So geht es mir im Falle dieser Dame, Matana Roberts.
Die 1978 in Chicago geborene Musikerin wuchs dort in der South Side auf.
Ihre ersten musikalischen Einflüsse sollen von Jazzern wie Albert Ayler und Sun Ra ausgegangen sein. Dieses lässt insofern bereits vermuten, wo die Reise hingehen soll.
Offensichtlich haben sich diese Einflüsse manifestiert, nicht nur die spätere Zusammenarbeit mit Musikern des freien und avantgardistischen Jazz deutet darauf hin. Zu nennen sind hier exemplarisch Oliver Lake, Henry Grimes oder Julius Hemphill.
Die seit 2002 in New York lebende Künstlerin veröffentlichte seit jenem Jahr sieben Platten inklusive dieser.
Ihre Musik ist eindeutig Ausdruck zeitgenössischer afro-amerikanischer Musik, im Spannungsfeld von Jazz, Avantgarde und Experiment.
Diese Aufnahmen entstanden live, vor gut 30 geladenen Gästen, im Hotel2Tango-Studio in Montreal, am 9.7.2010.

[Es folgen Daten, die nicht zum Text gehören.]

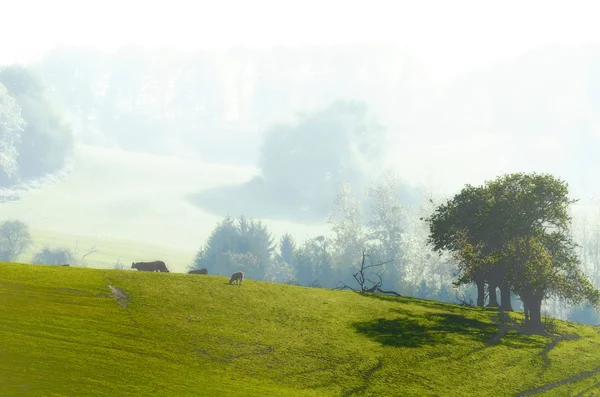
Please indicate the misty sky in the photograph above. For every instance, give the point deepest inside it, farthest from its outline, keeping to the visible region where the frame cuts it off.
(447, 37)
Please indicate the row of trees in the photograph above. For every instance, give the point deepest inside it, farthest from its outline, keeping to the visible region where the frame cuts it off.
(512, 234)
(35, 139)
(374, 219)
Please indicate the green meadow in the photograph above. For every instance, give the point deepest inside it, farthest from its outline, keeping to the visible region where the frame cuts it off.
(68, 331)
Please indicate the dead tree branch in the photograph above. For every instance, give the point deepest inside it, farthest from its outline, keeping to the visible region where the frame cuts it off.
(362, 279)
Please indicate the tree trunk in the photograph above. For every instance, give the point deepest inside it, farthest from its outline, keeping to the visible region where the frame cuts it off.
(505, 304)
(493, 299)
(534, 307)
(480, 292)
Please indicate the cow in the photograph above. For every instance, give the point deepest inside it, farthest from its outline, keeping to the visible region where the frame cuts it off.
(156, 266)
(237, 276)
(198, 271)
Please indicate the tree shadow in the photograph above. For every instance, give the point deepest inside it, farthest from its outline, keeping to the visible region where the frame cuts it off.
(410, 330)
(432, 304)
(260, 199)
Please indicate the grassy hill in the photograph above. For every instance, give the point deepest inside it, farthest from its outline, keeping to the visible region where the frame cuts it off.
(68, 331)
(132, 206)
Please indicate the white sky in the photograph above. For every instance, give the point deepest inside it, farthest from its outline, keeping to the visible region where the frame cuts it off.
(447, 36)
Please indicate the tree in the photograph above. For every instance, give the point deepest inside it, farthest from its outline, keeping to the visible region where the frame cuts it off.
(245, 243)
(321, 150)
(313, 262)
(363, 280)
(11, 127)
(514, 232)
(456, 228)
(287, 248)
(387, 229)
(47, 139)
(15, 239)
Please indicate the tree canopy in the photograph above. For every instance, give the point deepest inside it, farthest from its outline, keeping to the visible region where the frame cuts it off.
(514, 232)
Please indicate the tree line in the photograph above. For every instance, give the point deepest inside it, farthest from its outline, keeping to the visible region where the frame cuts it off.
(511, 235)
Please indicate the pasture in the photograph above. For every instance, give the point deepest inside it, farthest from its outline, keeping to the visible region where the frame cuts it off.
(133, 206)
(96, 332)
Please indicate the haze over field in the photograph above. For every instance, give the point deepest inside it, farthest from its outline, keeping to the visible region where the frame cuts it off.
(151, 123)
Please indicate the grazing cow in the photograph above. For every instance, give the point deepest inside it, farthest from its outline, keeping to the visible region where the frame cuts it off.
(237, 276)
(156, 266)
(198, 271)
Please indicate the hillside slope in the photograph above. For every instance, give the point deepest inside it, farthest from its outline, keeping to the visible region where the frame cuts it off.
(125, 203)
(68, 331)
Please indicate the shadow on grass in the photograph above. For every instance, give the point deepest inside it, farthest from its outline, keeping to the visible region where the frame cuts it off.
(410, 330)
(431, 304)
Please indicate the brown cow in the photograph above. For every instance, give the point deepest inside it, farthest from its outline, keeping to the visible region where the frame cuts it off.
(237, 276)
(156, 266)
(198, 271)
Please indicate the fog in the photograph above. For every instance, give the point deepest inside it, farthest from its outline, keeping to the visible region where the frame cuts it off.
(299, 98)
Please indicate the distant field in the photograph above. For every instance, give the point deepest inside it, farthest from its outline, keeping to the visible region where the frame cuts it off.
(92, 332)
(133, 206)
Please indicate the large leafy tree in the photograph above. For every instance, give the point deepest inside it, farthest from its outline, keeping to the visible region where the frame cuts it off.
(514, 233)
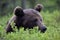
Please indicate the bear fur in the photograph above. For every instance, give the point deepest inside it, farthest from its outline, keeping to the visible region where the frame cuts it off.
(26, 18)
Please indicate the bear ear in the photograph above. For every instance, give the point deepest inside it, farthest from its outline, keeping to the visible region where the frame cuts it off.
(18, 11)
(38, 7)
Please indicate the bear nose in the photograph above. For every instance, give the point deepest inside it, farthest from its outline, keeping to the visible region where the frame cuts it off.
(43, 29)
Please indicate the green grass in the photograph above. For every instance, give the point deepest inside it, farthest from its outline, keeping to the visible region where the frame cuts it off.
(51, 20)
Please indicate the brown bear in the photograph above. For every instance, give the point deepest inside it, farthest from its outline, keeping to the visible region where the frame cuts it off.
(26, 18)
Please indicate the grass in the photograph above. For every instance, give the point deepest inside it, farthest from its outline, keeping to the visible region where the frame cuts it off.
(51, 20)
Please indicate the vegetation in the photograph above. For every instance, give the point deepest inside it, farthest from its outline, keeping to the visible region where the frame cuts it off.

Jene, die dabei waren, zähle ich zu den Glücklichen, die ein hervorragendes Konzert erlebt haben.
Nun dürfen wir alle auch daran teilhaben, und das ist auch gut so.
Mit Saxofon und Klavier startet die Reise durch ein Universum des Ungewöhnlichen, hier finden sich im Saxofonspiel bisweilen bluesige Untertöne, eine erste Zutat, die ich ausmache.
Herrlich, diese Spontanausbrüche auf dem Sax, sehr ausdrucksstark. Doch insgesamt wird es freier und Zuhörer sind bereits jetzt schon gefordert.
Im zweiten Titel scheint einem Gefühl von Verzweiflung freier Lauf gelassen zu werden, ekstatische Schreie mit der Nähe zum Weinen, Scharen von Hummeln gleich agieren Instrumente im Hintergrund, bevor auch sie sich einen Weg ins Freie bahnen und mittels eines erkennbaren Themas einen federnden Rhythmus anstreben und darüber eine Geschichte erzählt wird, von der Entwicklung eines Kindes, wie es aufgewachsen ist. Man sollte hier aufmerksam lauschen, was zum Besten gegeben wird.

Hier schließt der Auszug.